Art. 2.De Minister bevoegd voor Werk is belast met de uitvoering van dit besluit.
Gegeven te Brussel, 5 maart 2012.
ALBERT Van Koningswege : De Minister van Werk, Mevr. M. DE CONINCK _______ Nota (1) Verwijzing naar het Belgisch Staatsblad : Wet van 5 december 1968Relevante gevonden documenten type wet prom. 05/12/1968 pub. 22/05/2009 numac 2009000346 bron federale overheidsdienst binnenlandse zaken Wet betreffende de collectieve arbeidsovereenkomsten en de paritaire comités. - Officieuze coördinatie in het Duits sluiten, Belgisch Staatsblad van 15 januari 1969. Bijlage Paritair Comité voor de textielverzorging Collectieve arbeidsovereenkomst van 23 juni 2011 Statuut van de syndicale afvaardiging (Overeenkomst geregistreerd op 19 september 2011 onder het nummer 105789/CO/110) HOOFDSTUK I. - Toepassingsgebeid en algemene bepalingen
Artikel 1.Deze collectieve arbeidsovereenkomst is van toepassing op de ondernemingen die ressorteren onder het Paritair Comité voor de textielverzorging en die 40 of meer werknemers tewerkstellen, evenals op de door hen tewerkgestelde arbeid(st)ers.
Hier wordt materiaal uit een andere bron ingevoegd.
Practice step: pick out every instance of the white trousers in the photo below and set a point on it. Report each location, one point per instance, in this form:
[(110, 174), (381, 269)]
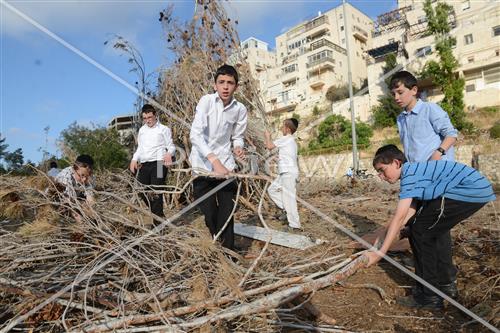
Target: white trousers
[(283, 192)]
Art. 2.§ 1. In elke onderneming, bedoeld in artikel 1 waar gewoonlijk gemiddeld ten minste 40 werknemers tewerkgesteld zijn en waar geen ondernemingsraad of comité voor preventie en bescherming op het werk bestaat, kan één syndicaal vertegenwoordiger aangeduid worden door elke vakorganisatie.
Om na te gaan in hoever 40 werknemers tewerkgesteld zijn, wordt een identieke berekeningswijze toegepast ais deze, voorzien door de wettelijke en reglementaire bepalingen inzake de comités voor preventie en bescherming op het werk. § 2. In elke onderneming, bedoeld in artikel 1 waar gewoonlijk gemiddeld ten minste 40 werknemers tewerkgesteld zijn en waar een ondernemingsraad of comité voor preventie en bescherming op het werk bestaat, kan elke vakorganisatie die effectieve leden telt in de ondernemingsraad of in het comité voor preventie en bescherming op het werk één effectieve en één plaatsvervangende syndicale afgevaardigde aanduiden, te kiezen uit de kandidaten van de sociale verkiezingen voor de ondernemingsraad of het comité voor preventie en bescherming op het werk.
Om na te gaan in hoever 40 werknemers tewerkgesteld zijn, wordt een identieke berekeningswijze toegepast ais deze, voorzien door de wettelijke en reglementaire bepalingen inzake de comités voor preventie en bescherming op het werk. § 3. Onder "werknemers" wordt verstaan : alle personeelsleden met een vast contract van zowel bepaalde en/of onbepaalde duur alsook de interimarbeid(st)ers die geen personeelsleden met een vast dienstcontract vervangen. § 4. Met "onderneming" wordt bedoeld : de technische bedrijfseenheid bepaald in artikel 14 van de wet inzake de organisatie van het bedrijfsleven van 20 september 1948.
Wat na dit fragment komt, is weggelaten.